Why cut-copy-paste is hard

[This note is primarily a response to a recent LWN thread. I'm posting it here because it got a bit long for a discussion forum.]

Several years ago, I joined the X.Org Foundation Board of Directors. One of my campaign pledges was to organize a project to finally "fix" X cut-copy-paste (CCP).

It has long been acknowledged by anyone paying attention that the user experience around CCP on the X desktop is horrible (although it has improved a bit in the last couple of years). I'm smart, I could fix it, right?

Uh, no. Here's some reasons why CCP is hard, especially on X…

  1. Users want a seamless multimedia cut-copy-paste experience. Heck, they expect to CCP audio. This implies being able to identify the media type of CCPed content, including distinguishing direct content from content references. It also implies a good system for coercing and converting media types during CCP.

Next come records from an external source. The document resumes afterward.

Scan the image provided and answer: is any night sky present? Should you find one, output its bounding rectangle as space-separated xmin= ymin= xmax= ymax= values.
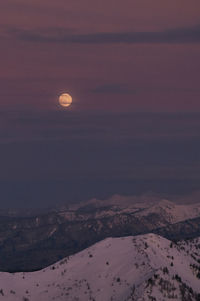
xmin=0 ymin=0 xmax=200 ymax=208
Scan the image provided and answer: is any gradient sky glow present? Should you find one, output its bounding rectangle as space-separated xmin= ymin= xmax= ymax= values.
xmin=0 ymin=0 xmax=200 ymax=207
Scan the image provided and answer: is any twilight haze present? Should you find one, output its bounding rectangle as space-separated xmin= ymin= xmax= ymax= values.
xmin=0 ymin=0 xmax=200 ymax=208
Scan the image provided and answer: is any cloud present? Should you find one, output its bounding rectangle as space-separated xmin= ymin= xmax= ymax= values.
xmin=91 ymin=84 xmax=136 ymax=94
xmin=4 ymin=25 xmax=200 ymax=44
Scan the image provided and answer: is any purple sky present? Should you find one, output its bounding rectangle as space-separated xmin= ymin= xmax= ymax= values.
xmin=0 ymin=0 xmax=200 ymax=207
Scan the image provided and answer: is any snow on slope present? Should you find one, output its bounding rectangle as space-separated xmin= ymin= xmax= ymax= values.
xmin=136 ymin=200 xmax=200 ymax=224
xmin=0 ymin=234 xmax=200 ymax=301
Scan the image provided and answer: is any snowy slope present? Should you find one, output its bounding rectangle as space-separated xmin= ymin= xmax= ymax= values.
xmin=135 ymin=200 xmax=200 ymax=224
xmin=58 ymin=195 xmax=200 ymax=227
xmin=0 ymin=234 xmax=200 ymax=301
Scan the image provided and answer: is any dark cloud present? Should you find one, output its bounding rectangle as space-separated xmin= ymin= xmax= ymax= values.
xmin=2 ymin=25 xmax=200 ymax=44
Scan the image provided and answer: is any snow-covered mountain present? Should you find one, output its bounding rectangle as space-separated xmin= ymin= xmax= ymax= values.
xmin=0 ymin=195 xmax=200 ymax=272
xmin=135 ymin=200 xmax=200 ymax=224
xmin=0 ymin=234 xmax=200 ymax=301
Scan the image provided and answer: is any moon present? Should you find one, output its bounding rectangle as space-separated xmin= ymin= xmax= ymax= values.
xmin=59 ymin=93 xmax=72 ymax=107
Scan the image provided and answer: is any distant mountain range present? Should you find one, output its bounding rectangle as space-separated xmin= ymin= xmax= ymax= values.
xmin=0 ymin=232 xmax=200 ymax=301
xmin=0 ymin=195 xmax=200 ymax=272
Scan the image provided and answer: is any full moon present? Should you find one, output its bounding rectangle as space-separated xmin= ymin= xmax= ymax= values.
xmin=59 ymin=93 xmax=72 ymax=107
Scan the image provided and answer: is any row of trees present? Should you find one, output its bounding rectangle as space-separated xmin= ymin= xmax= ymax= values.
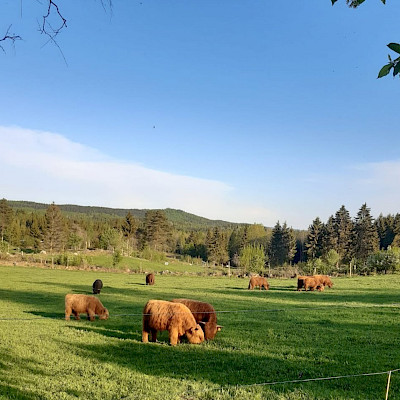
xmin=0 ymin=199 xmax=400 ymax=272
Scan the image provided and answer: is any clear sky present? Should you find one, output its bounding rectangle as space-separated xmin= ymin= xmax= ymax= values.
xmin=0 ymin=0 xmax=400 ymax=229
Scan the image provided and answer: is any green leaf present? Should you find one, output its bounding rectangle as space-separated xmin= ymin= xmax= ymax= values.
xmin=378 ymin=64 xmax=393 ymax=78
xmin=388 ymin=43 xmax=400 ymax=54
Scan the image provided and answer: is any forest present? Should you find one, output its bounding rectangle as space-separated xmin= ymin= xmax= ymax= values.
xmin=0 ymin=199 xmax=400 ymax=276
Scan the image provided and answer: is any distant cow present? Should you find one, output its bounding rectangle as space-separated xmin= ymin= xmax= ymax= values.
xmin=142 ymin=300 xmax=204 ymax=346
xmin=172 ymin=299 xmax=222 ymax=340
xmin=146 ymin=274 xmax=155 ymax=285
xmin=65 ymin=294 xmax=109 ymax=321
xmin=304 ymin=276 xmax=324 ymax=292
xmin=248 ymin=276 xmax=269 ymax=290
xmin=297 ymin=275 xmax=311 ymax=291
xmin=93 ymin=279 xmax=103 ymax=294
xmin=314 ymin=275 xmax=333 ymax=288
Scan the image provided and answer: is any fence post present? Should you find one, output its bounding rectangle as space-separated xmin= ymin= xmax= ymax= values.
xmin=385 ymin=371 xmax=392 ymax=400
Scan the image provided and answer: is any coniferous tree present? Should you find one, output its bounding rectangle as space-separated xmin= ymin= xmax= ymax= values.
xmin=334 ymin=205 xmax=353 ymax=262
xmin=353 ymin=203 xmax=379 ymax=262
xmin=322 ymin=215 xmax=337 ymax=256
xmin=144 ymin=210 xmax=171 ymax=251
xmin=207 ymin=227 xmax=229 ymax=264
xmin=282 ymin=222 xmax=296 ymax=263
xmin=44 ymin=203 xmax=66 ymax=254
xmin=375 ymin=214 xmax=395 ymax=250
xmin=306 ymin=217 xmax=323 ymax=260
xmin=269 ymin=221 xmax=296 ymax=267
xmin=0 ymin=199 xmax=13 ymax=241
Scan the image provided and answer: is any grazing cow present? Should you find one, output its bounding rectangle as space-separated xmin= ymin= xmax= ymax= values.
xmin=146 ymin=274 xmax=155 ymax=285
xmin=304 ymin=276 xmax=324 ymax=292
xmin=297 ymin=275 xmax=311 ymax=291
xmin=142 ymin=300 xmax=204 ymax=346
xmin=314 ymin=275 xmax=333 ymax=288
xmin=65 ymin=294 xmax=109 ymax=321
xmin=248 ymin=276 xmax=269 ymax=290
xmin=92 ymin=279 xmax=103 ymax=294
xmin=172 ymin=299 xmax=222 ymax=340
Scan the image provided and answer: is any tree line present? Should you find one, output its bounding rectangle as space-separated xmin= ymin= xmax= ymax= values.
xmin=0 ymin=199 xmax=400 ymax=273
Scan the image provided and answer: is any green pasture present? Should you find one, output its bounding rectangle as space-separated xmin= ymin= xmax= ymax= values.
xmin=0 ymin=267 xmax=400 ymax=400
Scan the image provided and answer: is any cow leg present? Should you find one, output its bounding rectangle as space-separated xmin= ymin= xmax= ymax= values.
xmin=169 ymin=329 xmax=179 ymax=346
xmin=150 ymin=329 xmax=157 ymax=342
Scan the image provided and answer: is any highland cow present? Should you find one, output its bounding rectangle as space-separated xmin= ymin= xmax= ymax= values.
xmin=248 ymin=276 xmax=269 ymax=290
xmin=297 ymin=275 xmax=311 ymax=291
xmin=172 ymin=299 xmax=222 ymax=340
xmin=314 ymin=275 xmax=333 ymax=288
xmin=65 ymin=294 xmax=109 ymax=321
xmin=304 ymin=276 xmax=324 ymax=292
xmin=142 ymin=300 xmax=204 ymax=346
xmin=92 ymin=279 xmax=103 ymax=294
xmin=146 ymin=274 xmax=155 ymax=285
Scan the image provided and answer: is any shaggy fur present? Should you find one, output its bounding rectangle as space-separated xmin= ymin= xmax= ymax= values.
xmin=92 ymin=279 xmax=103 ymax=294
xmin=304 ymin=276 xmax=324 ymax=292
xmin=314 ymin=275 xmax=333 ymax=288
xmin=142 ymin=300 xmax=204 ymax=346
xmin=146 ymin=274 xmax=155 ymax=285
xmin=65 ymin=294 xmax=109 ymax=321
xmin=172 ymin=299 xmax=222 ymax=340
xmin=248 ymin=276 xmax=269 ymax=290
xmin=297 ymin=275 xmax=312 ymax=291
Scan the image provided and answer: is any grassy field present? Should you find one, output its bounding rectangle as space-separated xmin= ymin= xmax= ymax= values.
xmin=0 ymin=267 xmax=400 ymax=400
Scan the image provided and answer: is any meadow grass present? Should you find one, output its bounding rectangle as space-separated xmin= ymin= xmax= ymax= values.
xmin=0 ymin=267 xmax=400 ymax=400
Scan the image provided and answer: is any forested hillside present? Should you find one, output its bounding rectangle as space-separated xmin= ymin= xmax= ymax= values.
xmin=0 ymin=199 xmax=400 ymax=274
xmin=8 ymin=200 xmax=240 ymax=230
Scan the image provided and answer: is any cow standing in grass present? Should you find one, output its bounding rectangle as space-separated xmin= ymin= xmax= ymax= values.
xmin=142 ymin=300 xmax=204 ymax=346
xmin=65 ymin=294 xmax=109 ymax=321
xmin=92 ymin=279 xmax=103 ymax=294
xmin=172 ymin=299 xmax=222 ymax=340
xmin=146 ymin=273 xmax=155 ymax=285
xmin=248 ymin=276 xmax=269 ymax=290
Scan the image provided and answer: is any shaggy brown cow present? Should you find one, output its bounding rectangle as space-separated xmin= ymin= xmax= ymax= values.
xmin=314 ymin=275 xmax=333 ymax=288
xmin=248 ymin=276 xmax=269 ymax=290
xmin=142 ymin=300 xmax=204 ymax=346
xmin=65 ymin=294 xmax=109 ymax=321
xmin=304 ymin=276 xmax=324 ymax=292
xmin=172 ymin=299 xmax=222 ymax=340
xmin=92 ymin=279 xmax=103 ymax=294
xmin=297 ymin=275 xmax=312 ymax=291
xmin=146 ymin=274 xmax=155 ymax=285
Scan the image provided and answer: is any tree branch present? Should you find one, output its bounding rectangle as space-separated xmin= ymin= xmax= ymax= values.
xmin=0 ymin=25 xmax=22 ymax=53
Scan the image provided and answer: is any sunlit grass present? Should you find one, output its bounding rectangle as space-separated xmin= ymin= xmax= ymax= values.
xmin=0 ymin=267 xmax=400 ymax=400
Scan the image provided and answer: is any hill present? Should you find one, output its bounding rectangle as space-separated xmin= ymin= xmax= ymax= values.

    The best means we have for identifying media type right now is MIME-types. Unfortunately, they are really too incomplete and disorganized for CCP purposes. Their ontology is only two levels deep and highly incomplete. Heck, they can't even deal with compressed or packaged content reasonably.

    Even for text, UTF-8 doesn't solve the problem. Users expect to be able to CCP formatted text with the formatting preserved. Sometimes. Maybe.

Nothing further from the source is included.